L’allocution que j’ai prononcée le 19 mars 2022 à Saint-Denis à l’occasion de la journée pour la mémoire des combattants et des victimes civiles et militaires de la guerre d’Algérie, mais aussi des combats au Maroc et en Tunisie.

Rien ne saurait empêcher les peuples de disposer de leur propre destin ! Cette leçon, jamais apprise, comme en témoigne aujourd’hui encore la tragédie dont nos amis Ukrainiens sont les victimes, conduit les peuples à payer trop souvent au prix le plus fort, leur droit à la liberté, leur droit à la souveraineté.

En Algérie, ce n’est qu’au terme de huit années de guerre que cette leçon fût finalement tirée : huit années semées de morts par centaines de milliers, huit années de drames innombrables, et même de brutalités inouïes dont nul n’auraient pu croire qu’elles puissent (aussi) procéder des forces armées d’une très grande démocratie : la France, ce pays qui a pourtant fait sien, les vers du poète Dionysien Paul Éluard : « Tu ne supportes pas l’injustice.
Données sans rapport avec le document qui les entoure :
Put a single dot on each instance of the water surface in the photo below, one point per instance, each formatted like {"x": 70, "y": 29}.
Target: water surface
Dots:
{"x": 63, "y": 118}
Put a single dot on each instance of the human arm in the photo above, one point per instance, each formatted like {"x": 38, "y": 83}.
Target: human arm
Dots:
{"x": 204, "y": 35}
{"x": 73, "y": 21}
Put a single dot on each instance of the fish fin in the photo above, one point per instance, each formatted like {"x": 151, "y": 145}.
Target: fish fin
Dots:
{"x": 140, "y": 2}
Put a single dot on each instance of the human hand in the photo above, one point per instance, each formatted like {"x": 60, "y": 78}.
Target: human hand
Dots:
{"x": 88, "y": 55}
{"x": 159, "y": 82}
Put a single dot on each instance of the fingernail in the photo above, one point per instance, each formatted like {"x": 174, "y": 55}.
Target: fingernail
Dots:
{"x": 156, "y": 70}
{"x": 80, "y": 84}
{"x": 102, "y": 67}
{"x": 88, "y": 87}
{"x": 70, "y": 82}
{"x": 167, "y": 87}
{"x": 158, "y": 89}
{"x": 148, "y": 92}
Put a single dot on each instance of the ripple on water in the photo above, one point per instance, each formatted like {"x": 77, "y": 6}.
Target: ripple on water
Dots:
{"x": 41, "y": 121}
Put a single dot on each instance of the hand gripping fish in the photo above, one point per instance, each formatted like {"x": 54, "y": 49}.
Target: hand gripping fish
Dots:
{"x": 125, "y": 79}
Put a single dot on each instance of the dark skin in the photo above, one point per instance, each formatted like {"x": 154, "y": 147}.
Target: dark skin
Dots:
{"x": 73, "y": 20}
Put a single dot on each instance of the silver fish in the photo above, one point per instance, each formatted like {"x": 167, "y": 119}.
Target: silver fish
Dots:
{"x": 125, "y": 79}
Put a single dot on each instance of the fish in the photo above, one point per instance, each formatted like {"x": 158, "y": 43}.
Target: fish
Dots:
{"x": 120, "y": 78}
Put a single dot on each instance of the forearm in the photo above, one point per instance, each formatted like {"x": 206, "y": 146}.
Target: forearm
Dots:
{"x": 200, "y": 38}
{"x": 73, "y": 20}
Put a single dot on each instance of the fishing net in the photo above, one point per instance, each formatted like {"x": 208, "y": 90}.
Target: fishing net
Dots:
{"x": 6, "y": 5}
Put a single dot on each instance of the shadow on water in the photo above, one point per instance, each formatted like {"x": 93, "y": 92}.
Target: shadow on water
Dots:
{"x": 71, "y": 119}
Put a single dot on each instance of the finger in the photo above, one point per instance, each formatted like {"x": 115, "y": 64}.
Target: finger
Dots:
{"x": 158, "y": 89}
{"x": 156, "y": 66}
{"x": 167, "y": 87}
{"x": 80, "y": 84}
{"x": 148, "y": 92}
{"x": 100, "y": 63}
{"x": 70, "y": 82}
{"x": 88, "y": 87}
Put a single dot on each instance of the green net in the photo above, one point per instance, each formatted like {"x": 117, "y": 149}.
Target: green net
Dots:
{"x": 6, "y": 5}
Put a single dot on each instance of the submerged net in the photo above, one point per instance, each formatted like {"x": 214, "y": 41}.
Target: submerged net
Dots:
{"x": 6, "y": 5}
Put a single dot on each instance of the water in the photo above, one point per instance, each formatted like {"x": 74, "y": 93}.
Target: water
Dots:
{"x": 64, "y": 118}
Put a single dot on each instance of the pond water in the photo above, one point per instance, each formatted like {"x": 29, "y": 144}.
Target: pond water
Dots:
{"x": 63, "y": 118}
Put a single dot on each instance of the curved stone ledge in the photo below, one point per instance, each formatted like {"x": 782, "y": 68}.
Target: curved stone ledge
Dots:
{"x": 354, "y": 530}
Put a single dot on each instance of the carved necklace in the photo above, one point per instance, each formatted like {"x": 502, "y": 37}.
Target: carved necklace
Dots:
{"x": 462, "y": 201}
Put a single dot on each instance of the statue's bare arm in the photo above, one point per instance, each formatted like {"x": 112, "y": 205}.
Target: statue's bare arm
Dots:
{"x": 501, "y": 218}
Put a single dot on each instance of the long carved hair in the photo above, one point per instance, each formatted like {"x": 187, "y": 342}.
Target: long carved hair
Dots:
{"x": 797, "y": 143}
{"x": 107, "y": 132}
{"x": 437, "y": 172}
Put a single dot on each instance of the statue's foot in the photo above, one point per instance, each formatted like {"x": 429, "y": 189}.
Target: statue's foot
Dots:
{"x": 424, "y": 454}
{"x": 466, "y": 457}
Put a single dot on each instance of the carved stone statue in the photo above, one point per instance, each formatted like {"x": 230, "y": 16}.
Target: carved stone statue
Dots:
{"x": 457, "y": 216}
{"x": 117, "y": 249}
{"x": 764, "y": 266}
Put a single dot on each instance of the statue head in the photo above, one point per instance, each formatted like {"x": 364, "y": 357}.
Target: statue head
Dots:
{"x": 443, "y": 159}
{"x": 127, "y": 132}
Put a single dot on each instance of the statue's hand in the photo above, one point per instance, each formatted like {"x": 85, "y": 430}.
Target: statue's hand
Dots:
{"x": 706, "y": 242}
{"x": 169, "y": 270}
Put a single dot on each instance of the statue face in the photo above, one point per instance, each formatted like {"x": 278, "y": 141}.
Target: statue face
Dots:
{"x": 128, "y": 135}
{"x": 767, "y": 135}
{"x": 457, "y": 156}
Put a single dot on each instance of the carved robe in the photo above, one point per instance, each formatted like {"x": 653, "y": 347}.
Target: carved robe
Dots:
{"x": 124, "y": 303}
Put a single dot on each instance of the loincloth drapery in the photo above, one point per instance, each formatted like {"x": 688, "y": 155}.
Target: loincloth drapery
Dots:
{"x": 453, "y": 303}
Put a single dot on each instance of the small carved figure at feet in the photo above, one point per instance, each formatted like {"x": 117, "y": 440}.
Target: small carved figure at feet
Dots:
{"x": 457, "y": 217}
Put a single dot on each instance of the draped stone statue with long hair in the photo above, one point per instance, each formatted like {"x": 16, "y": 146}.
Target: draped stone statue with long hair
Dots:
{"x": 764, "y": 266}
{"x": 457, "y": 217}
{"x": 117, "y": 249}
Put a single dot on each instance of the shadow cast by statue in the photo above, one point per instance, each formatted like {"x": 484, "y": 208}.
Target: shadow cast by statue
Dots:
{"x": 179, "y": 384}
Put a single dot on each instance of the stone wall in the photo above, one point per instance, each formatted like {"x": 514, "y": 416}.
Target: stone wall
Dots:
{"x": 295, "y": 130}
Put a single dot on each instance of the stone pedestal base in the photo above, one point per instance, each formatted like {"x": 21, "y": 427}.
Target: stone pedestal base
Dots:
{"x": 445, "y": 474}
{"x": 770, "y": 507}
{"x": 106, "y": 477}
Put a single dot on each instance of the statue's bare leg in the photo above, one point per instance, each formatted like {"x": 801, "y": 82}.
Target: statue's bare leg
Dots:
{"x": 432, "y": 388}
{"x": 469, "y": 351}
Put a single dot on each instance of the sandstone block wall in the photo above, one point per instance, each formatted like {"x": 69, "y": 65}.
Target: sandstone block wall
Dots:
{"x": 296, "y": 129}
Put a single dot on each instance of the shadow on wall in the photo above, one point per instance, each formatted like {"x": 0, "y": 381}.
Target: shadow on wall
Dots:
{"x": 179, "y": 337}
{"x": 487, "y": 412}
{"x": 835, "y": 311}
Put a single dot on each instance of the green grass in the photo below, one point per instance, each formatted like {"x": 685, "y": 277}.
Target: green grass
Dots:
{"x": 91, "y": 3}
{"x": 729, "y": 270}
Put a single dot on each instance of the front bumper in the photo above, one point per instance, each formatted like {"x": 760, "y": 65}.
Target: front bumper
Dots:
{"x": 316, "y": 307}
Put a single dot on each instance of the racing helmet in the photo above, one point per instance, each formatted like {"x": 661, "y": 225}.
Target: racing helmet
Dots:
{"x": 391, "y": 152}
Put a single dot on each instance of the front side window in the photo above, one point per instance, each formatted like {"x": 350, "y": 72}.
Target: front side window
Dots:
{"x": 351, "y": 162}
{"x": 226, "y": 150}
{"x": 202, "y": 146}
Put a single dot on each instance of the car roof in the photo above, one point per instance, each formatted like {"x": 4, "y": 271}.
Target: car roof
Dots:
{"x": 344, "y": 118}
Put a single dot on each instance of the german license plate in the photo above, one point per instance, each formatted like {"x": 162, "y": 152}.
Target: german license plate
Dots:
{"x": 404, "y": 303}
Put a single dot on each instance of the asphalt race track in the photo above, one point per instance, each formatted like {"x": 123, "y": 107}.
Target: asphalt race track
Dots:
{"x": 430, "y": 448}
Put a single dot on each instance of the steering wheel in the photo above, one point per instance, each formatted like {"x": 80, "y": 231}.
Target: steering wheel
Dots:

Pour toi c’est le seul désordre ».

Ce 19 mars 1962, il y a 60 ans jour pour jour, le cessez-le-feu signé à Évian ne fait pas que mettre un terme à ces combats meurtriers. Il fait, comme le demande Éluard dans son poème, droit au désir de justice du peuple Algérien. 

Certes, ce 19 mars, ce n’est pas encore la paix, mais c’est le début d’un chemin.

Un chemin passionné d’émancipation pour le peuple algérien après 132 années de colonisation, de soumission, d’humiliation.

Mais c’est aussi un chemin de guérison, un chemin de réconciliation entre des peuples, entre des rives de la méditerranée qui ont, en dépit de l’horreur de cette guerre, en dépit même de la sinistre machinerie coloniale, tant en commun, à commencer par les fruits de cultures qui surent admirablement se mélanger, et même se donner tant d’enfants à aimer et à élever ensemble.

Ce que nous honorons aujourd’hui, c’est bien-sûr la mémoire des combattants et des victimes civiles et militaires de la guerre d’Algérie, mais aussi des combats au Maroc et en Tunisie.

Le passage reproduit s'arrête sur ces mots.